Feature Space Transformation

Consider the XOR problem, a non-linearly separable classification task. No single straight line can separate the positive and negative examples. If we augment our original inputs, \(x_1\) and \(x_2\), with a new feature—the product \(x_1x_2\)—the problem is transformed. In this three-dimensional space (\(x_1\), \(x_2\), \(x_1x_2\)), the classes become linearly separable. A plane can divide the data.

This is the essence of the basis function approach. We define a set of functions, \(\{\phi_m(x)\}\), that take the original input vector \(x\) and map it to a new set of features. Our model then becomes a linear combination of these new features:

\[f(x) = \sum_{m} w_m \phi_m(x)\]

This model is still linear in the parameters \(w_m\), so we can use the same algorithms for training linear models, such as the penalized least-squares solution for regression or the Perceptron algorithm for classification. The non-linearity of the problem is captured by the fixed, pre-defined basis functions.

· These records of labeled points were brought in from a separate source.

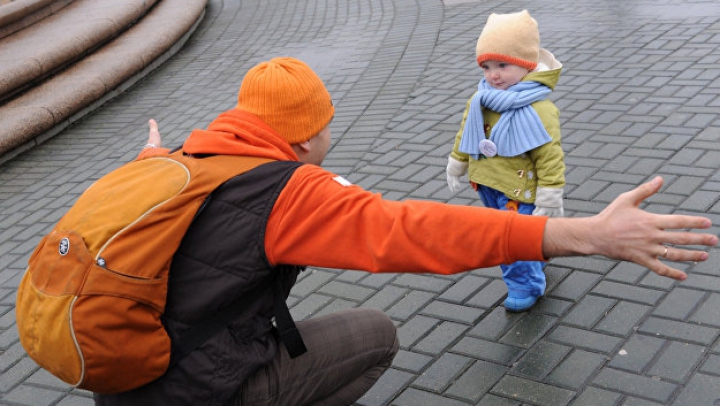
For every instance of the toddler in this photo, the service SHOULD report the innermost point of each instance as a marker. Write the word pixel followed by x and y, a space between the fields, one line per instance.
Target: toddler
pixel 509 138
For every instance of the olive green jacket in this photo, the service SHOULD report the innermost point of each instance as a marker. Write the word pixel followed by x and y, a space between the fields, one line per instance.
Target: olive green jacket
pixel 519 177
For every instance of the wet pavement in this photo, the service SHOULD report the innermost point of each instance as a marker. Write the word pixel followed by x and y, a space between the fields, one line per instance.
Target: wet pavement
pixel 638 98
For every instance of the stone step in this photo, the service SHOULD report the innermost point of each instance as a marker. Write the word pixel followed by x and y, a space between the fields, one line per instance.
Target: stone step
pixel 70 62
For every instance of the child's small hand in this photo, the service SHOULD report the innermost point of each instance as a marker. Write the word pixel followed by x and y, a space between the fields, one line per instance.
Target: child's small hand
pixel 455 170
pixel 548 202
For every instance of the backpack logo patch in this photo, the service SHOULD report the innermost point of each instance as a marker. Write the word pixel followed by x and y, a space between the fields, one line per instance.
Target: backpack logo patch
pixel 64 247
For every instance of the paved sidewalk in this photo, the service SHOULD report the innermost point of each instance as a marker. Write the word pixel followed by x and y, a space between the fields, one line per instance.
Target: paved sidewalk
pixel 638 97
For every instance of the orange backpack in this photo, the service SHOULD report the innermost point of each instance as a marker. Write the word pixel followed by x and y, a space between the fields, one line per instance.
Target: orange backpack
pixel 89 305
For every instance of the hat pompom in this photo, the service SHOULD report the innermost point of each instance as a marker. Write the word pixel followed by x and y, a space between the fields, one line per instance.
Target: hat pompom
pixel 512 38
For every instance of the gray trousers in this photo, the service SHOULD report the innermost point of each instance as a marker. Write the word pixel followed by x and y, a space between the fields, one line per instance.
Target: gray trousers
pixel 347 353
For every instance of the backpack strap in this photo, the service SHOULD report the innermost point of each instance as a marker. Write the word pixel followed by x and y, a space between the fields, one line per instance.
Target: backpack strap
pixel 289 334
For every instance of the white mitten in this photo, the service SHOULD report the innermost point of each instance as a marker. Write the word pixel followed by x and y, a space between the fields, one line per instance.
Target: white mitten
pixel 455 170
pixel 548 202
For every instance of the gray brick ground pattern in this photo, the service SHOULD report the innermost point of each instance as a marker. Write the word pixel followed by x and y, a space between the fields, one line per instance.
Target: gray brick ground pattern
pixel 638 97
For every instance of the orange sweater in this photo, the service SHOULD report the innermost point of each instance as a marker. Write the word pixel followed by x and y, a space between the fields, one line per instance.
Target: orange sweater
pixel 320 220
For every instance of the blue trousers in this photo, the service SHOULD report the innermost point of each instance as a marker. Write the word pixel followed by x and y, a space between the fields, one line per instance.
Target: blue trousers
pixel 523 278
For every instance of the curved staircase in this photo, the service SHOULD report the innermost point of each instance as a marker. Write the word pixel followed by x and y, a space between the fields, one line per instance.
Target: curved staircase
pixel 60 59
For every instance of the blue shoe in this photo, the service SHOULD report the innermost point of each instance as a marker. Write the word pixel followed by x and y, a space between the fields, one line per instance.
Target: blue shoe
pixel 514 304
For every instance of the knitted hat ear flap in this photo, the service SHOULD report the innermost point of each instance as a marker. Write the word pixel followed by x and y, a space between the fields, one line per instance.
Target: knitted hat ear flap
pixel 511 38
pixel 288 96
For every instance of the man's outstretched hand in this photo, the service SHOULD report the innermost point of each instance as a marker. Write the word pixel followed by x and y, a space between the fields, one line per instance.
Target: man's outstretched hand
pixel 624 231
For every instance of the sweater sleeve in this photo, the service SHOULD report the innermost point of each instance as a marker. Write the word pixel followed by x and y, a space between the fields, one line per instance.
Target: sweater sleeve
pixel 321 220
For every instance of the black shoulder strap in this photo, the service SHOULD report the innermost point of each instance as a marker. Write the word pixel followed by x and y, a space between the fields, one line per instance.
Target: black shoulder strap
pixel 289 334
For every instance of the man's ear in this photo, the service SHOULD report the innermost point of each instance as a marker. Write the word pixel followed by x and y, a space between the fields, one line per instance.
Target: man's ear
pixel 301 149
pixel 304 146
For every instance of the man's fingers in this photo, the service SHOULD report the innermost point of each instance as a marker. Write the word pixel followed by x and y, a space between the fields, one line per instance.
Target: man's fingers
pixel 664 270
pixel 642 192
pixel 678 222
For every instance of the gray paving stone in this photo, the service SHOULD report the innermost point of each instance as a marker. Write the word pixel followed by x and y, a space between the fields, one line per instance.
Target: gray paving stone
pixel 623 319
pixel 640 386
pixel 701 390
pixel 487 350
pixel 690 332
pixel 442 373
pixel 637 353
pixel 596 397
pixel 532 392
pixel 575 370
pixel 476 380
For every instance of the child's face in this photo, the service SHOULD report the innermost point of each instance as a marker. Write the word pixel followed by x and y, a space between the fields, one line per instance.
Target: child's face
pixel 502 75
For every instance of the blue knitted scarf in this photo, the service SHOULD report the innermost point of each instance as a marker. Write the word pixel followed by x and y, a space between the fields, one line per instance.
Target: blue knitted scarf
pixel 519 129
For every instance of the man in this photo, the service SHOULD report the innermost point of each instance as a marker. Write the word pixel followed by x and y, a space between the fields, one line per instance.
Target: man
pixel 272 221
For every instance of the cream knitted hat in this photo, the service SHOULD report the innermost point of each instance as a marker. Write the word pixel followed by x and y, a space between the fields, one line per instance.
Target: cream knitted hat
pixel 511 38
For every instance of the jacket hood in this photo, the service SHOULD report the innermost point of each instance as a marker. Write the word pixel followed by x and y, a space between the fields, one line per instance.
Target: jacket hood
pixel 237 132
pixel 548 70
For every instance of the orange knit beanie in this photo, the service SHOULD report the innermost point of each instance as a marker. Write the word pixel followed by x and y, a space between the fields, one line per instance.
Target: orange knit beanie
pixel 288 96
pixel 511 38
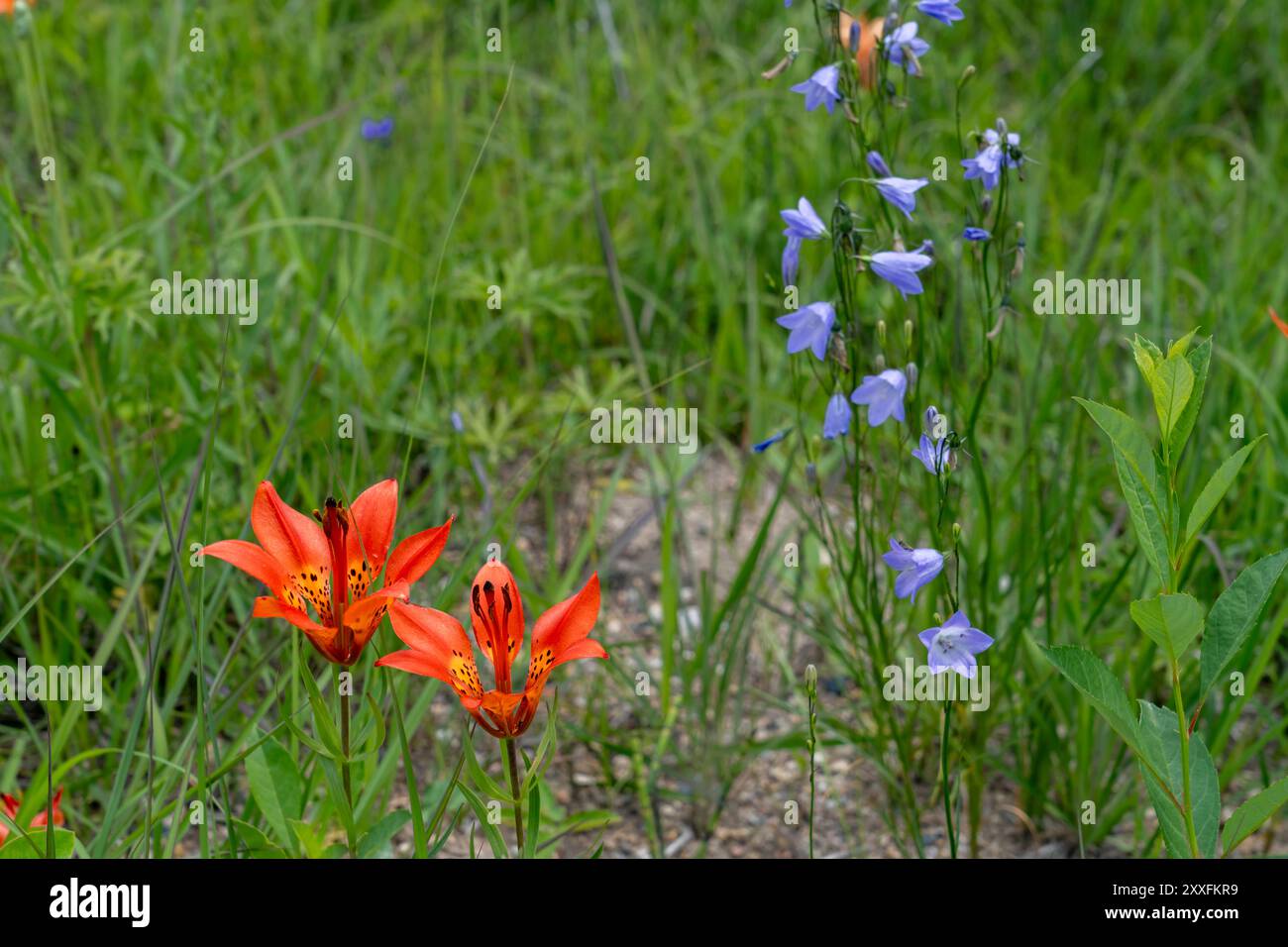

Common Types of Basis Functions

The choice of basis functions is a form of feature engineering and injects prior knowledge into the model about the kind of non-linearity we expect to see. Two common choices are:

  1. Polynomial Basis Functions: This set includes powers and interaction terms of the original input variables. For example, for a two-dimensional input \((x_1, x_2)\), a second-degree polynomial basis would include \(\{1, x_1, x_2, x_1^2, x_2^2, x_1x_2\}\). These are well-suited for modeling smooth, global trends in the data.
    1. Radial Basis Functions (RBFs): Functions that depend only on the distance from a central point. A typical choice is the Gaussian RBF:
    2. \[\phi_j(x) = \exp\left(- \frac{\|x - c_j\|^2}{2s^2}\right)\]

      Each RBF is centered at a point \(c_j\) and has a width \(s\). It acts as a localized "bump," having a value only for inputs \(x\) that are close to its center. A linear combination of these localized bumps can approximate any continuous function.

      The Challenge: The Curse of Dimensionality Revisited

      The fixed basis function approach has a drawback. The number of basis functions needed to cover the input space can grow exponentially with input dimensions. If we need 10 RBFs to model a function in one dimension, a similar resolution in a 10-dimensional space would require \(10^{10}\) RBFs—a computationally intractable number. This is a manifestation of the curse of dimensionality.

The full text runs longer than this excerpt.